I don't know how relevant this is to computational finance, but in scientific computing you can use up an arbitrary amount of RAM in dimensionality-cursed fields. For instance, in neutron transport theory, the governing equation is in 7 continuous variables (or 6 in steady state), so that if you want your mesh to be twice as fine, your memory usage increases by 2^7 (or 2^6).
And, just so we're clear, that's multiplicative, not additive. So you're using 2^7 times as much memory as you were using before.
So memory costs grow linearly. Does your memory usage? If not, then any linear reduction of memory usage gained by switching languages can be very significant. It can also be the difference between being able to run a job on your 64GB machines, or needing to petition for more. Memory only increases at $7/GB so long as you can fit it into the rest of your hardware.
The question is about quantitative finance, which is much larger than just HFT. In those spaces, the actual language is almost irrelevant. Hell, you can eek out sub-100 microseconds tick-to-trade times using perl, 150 using python and 200 using awk. And when your strategy has a 10-day horizon and predicts returns of 5% on an asset, missing a few cents due to the system is almost negligible.
That being said, the development performance (speed, iterative ability) become more important, and most quants are fluent with C++ or Java.
>Performance compared to .Net or Java. When each array element access checks the bounds and throws exceptions, you know you're leaking CPU cycles there.

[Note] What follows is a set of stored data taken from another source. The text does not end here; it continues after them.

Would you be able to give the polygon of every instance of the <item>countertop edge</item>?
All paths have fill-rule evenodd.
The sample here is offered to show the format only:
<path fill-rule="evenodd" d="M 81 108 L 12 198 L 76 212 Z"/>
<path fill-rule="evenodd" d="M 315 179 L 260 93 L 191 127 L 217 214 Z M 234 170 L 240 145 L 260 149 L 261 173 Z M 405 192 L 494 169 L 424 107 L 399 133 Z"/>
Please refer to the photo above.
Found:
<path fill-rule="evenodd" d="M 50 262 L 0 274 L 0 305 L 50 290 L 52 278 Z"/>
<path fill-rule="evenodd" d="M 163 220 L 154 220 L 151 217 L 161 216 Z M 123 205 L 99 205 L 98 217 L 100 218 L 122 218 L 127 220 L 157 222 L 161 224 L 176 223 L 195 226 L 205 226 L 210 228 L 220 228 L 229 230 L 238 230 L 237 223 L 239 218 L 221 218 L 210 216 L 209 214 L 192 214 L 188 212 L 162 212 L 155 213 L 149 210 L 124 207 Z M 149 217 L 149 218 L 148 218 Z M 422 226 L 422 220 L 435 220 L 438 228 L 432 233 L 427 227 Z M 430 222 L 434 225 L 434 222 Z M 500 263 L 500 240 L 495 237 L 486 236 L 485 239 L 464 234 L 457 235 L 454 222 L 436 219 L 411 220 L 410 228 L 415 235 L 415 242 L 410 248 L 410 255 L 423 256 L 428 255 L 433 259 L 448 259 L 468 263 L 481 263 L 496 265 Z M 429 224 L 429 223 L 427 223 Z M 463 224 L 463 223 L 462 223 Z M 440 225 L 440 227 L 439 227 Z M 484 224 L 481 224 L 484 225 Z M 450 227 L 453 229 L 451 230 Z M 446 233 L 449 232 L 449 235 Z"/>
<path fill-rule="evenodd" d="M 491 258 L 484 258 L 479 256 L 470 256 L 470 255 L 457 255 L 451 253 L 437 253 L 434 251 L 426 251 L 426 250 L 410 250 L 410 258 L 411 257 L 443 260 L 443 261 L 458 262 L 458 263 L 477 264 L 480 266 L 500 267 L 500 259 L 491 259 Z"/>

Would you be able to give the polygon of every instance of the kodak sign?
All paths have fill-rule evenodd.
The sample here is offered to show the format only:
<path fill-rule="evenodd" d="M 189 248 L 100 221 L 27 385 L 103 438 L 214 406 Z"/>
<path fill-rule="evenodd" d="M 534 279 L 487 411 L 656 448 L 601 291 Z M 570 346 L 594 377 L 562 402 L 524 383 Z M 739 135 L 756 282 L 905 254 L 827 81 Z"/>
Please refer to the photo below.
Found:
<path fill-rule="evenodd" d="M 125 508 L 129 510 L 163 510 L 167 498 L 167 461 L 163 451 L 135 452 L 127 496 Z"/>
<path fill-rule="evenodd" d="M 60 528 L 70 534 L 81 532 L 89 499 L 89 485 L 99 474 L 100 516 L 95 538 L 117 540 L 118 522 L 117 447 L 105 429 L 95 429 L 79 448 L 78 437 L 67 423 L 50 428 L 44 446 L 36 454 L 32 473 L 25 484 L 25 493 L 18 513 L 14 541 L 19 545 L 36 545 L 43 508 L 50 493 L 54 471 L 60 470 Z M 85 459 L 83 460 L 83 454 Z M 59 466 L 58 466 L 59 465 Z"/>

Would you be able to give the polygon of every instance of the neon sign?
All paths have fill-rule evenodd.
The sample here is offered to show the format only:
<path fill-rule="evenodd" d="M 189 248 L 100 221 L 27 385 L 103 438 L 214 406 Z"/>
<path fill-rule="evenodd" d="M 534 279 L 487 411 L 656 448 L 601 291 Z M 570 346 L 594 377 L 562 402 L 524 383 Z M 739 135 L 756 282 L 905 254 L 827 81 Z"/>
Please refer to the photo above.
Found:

Has this person worked with modern JVM runtimes? JIT compilers? Does he know that they don't actually need to test the access each time but are able to move the test out of the loops? Or use the Unix signaling system to avoid having to create an exception, except when something goes wrong?
I agree. If you look at the curriculum of any MFE (Masters in Financial Engineering) program (CMU being the most reputed from what I hear), you will find C++ there. Most quants I work with have used C++ while they were at University. Even shorter courses like Wilmott's CQF (Certificate in Quantitative Finance) offer courses in C++.
This has been answered million times: besides the historical reasons (which are extremely powerful), it's performance. Performance not as in how fast would it take to calculate this, but performance as in what is the worst case scenario for calculating this. Think Garbage Collector, mostly. But also think ability to control exactly how the data represented and stored in memory. Tighter storage == fewer cache misses. Market moves away while fluffy managed data travels from RAM -> cache -> CPU.